Add Debra Hotaling to the Wall Street Journal’s list of contributors from OC. Hotaling, who serves as an Irvine-based U.S. regional communications manager for Ford Motor Co., authored an op-ed in the May 15 edition of the business daily about her employer’s efforts to make face shields for the fight against Covid-19 ...
Back to the OCBJ, where my former colleagues had appeared to be just a little bit cockeyed on seemingly random comparisons of totals of Covid-19 cases in various municipalities in North OC versus several coastal cities. They got a bit more cockeyed when they decided to toss nursing home residents and prisoners together thusly:
Memo to OCBJ: Disparate snapshots without context can confuse rather than clarify. No one is questioning your motives, but perhaps it’s time to take a step back and reconsider your method of analysis of the Covid-19 data.
The 4th Street Market is making use of Covid-19 downtime to spruce up the food hall on its ground floor and push ahead with new apartments above the place in the heart of Downtown Santa Ana.
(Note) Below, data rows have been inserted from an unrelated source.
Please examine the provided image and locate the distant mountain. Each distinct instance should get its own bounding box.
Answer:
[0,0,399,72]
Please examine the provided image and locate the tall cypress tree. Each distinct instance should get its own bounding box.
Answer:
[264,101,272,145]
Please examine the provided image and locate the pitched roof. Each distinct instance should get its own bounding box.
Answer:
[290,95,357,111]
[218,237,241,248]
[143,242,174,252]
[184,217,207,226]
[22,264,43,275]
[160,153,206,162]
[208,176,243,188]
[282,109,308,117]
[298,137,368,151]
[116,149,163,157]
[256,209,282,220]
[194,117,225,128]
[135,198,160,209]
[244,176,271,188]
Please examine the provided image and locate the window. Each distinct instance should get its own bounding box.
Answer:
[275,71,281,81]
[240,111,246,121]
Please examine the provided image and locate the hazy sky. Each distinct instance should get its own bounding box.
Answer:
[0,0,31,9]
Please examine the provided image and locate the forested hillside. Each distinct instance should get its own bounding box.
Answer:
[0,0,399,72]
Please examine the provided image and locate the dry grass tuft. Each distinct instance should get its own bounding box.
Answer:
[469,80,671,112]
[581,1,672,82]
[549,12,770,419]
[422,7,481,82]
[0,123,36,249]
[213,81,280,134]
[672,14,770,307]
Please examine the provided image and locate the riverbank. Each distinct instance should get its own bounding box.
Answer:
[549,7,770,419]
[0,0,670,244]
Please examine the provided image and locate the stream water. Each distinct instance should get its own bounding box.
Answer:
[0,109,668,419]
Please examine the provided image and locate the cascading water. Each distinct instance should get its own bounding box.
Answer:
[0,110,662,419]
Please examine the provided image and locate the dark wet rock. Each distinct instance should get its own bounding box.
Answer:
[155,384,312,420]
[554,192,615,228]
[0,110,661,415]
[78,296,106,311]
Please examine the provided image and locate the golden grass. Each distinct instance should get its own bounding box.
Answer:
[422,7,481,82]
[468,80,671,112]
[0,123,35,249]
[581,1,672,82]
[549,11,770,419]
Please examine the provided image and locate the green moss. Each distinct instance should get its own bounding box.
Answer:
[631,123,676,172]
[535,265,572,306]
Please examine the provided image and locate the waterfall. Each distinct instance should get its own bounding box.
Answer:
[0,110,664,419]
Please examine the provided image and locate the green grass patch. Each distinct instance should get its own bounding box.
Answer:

It won’t be long before residents of the new apartments will be able to catch a ride on the OC Streetcar. The Orange County Transportation Agency also is taking advantage to push faster a four-mile route through Santa Ana to Garden Grove. The abutments for the bridge over the Santa Ana River look ready to carry the weight of the streetcar line.
The City of Manhattan Beach should consider renaming Polliwog Park for the turtles that are so prevalent in its pond.